View Forum Topic

Forums
CS520
Question about Pearson Correlation Coefficient

Author	Message
hsankav Posts: 18	Posted 15:32 Mar 30, 2010 \| Consider for example, If A is highly correlated with B and B is highly correlated with C. Can we say A is highly correlated with C?
cysun Posts: 2935	Posted 15:56 Mar 30, 2010 \| In the context of the rating prediction problem, the answer is no, because the items rated by AB, BC, and AC could be different.
niteenborge Posts: 7	Posted 16:07 Mar 30, 2010 \| And also correlation is not transitive.
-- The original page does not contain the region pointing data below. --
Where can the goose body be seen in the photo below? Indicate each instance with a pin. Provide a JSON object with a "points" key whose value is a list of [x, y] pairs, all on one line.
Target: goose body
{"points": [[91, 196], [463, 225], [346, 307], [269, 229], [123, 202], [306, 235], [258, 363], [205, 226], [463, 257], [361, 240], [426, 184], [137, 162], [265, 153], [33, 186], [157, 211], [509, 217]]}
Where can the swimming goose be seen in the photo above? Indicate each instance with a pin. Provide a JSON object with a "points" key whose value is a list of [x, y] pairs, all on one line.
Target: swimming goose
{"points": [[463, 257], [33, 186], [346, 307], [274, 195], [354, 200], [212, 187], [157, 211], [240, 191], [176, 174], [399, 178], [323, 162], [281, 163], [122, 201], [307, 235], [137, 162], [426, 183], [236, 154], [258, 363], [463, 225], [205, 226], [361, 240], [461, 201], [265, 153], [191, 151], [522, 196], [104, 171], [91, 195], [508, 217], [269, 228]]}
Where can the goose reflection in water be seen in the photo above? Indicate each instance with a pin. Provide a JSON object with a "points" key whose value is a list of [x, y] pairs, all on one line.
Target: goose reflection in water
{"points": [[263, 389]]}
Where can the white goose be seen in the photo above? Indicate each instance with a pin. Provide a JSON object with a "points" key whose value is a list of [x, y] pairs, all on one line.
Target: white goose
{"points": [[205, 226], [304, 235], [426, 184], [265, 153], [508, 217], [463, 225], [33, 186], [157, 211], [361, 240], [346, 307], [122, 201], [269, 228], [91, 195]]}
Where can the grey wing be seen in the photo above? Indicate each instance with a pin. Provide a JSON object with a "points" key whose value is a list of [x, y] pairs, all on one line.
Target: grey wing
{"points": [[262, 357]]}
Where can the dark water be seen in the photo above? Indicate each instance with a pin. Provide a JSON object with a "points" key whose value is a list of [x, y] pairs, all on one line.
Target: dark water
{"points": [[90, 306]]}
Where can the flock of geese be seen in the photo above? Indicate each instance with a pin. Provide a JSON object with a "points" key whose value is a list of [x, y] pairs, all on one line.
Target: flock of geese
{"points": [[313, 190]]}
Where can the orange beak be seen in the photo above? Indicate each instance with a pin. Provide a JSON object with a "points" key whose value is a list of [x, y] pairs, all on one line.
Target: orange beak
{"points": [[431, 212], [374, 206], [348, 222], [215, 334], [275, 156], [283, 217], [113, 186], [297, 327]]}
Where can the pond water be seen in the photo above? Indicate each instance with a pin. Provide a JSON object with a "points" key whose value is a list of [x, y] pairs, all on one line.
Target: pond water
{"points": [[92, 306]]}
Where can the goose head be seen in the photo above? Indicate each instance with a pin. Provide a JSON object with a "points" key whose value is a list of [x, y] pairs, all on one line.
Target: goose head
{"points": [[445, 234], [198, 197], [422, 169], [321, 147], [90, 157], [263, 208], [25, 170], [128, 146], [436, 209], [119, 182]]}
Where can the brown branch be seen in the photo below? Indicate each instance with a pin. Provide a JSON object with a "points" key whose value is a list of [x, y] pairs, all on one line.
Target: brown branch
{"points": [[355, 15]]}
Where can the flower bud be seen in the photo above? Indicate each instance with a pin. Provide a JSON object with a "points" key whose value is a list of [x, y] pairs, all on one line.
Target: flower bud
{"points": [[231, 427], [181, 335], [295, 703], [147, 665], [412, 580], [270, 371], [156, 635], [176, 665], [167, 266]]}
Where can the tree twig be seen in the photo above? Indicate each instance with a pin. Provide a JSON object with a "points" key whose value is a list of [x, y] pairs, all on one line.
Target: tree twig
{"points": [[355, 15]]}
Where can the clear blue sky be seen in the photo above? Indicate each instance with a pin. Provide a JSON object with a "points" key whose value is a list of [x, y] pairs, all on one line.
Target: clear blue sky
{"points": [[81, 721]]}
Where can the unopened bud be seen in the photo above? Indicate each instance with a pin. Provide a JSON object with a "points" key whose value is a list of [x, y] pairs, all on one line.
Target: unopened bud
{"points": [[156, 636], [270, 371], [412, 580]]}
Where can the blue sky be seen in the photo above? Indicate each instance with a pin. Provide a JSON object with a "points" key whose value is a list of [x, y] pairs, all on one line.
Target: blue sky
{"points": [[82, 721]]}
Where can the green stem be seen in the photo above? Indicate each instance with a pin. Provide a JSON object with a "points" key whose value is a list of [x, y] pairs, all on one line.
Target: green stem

Phanit Posts: 10	Posted 10:14 Mar 31, 2010 \| A Question regarding Predicted Rating/ Pearson Correlation Coefficient: In the video lecture, the example for calculating r average of Meg to be (2+4)/2 , and not (2+4+3)/3. My question is, for r average of Ken, in order to calculate the Similarity (W) of ken and meg, do we do (1+5)/2 = 3 or (1+5+2+4)/4 = 3. 2nd question regarding the Predicting the rating of item i by user x: In order to calculate the predicted rating for user x on item i, we need to add the average of the user x, so for that average, do we take the average of all of the items that user x has rated, even the ones that other users have not rated? Or else user x might have a different average against each users, and the formula might be different. Thanks -Phanit
alomo Posts: 70	Posted 10:51 Mar 31, 2010 \| At first I was having same kind of doubts on that formula. However, the Pearson correlation coefficients are the similarity weights between the active user and other users sharing the rating history. For each pair of users we calculate coefficient W based on specific (different) set of items that they both rated. So the formula is correct. Last edited by alomo at 10:52 Mar 31, 2010.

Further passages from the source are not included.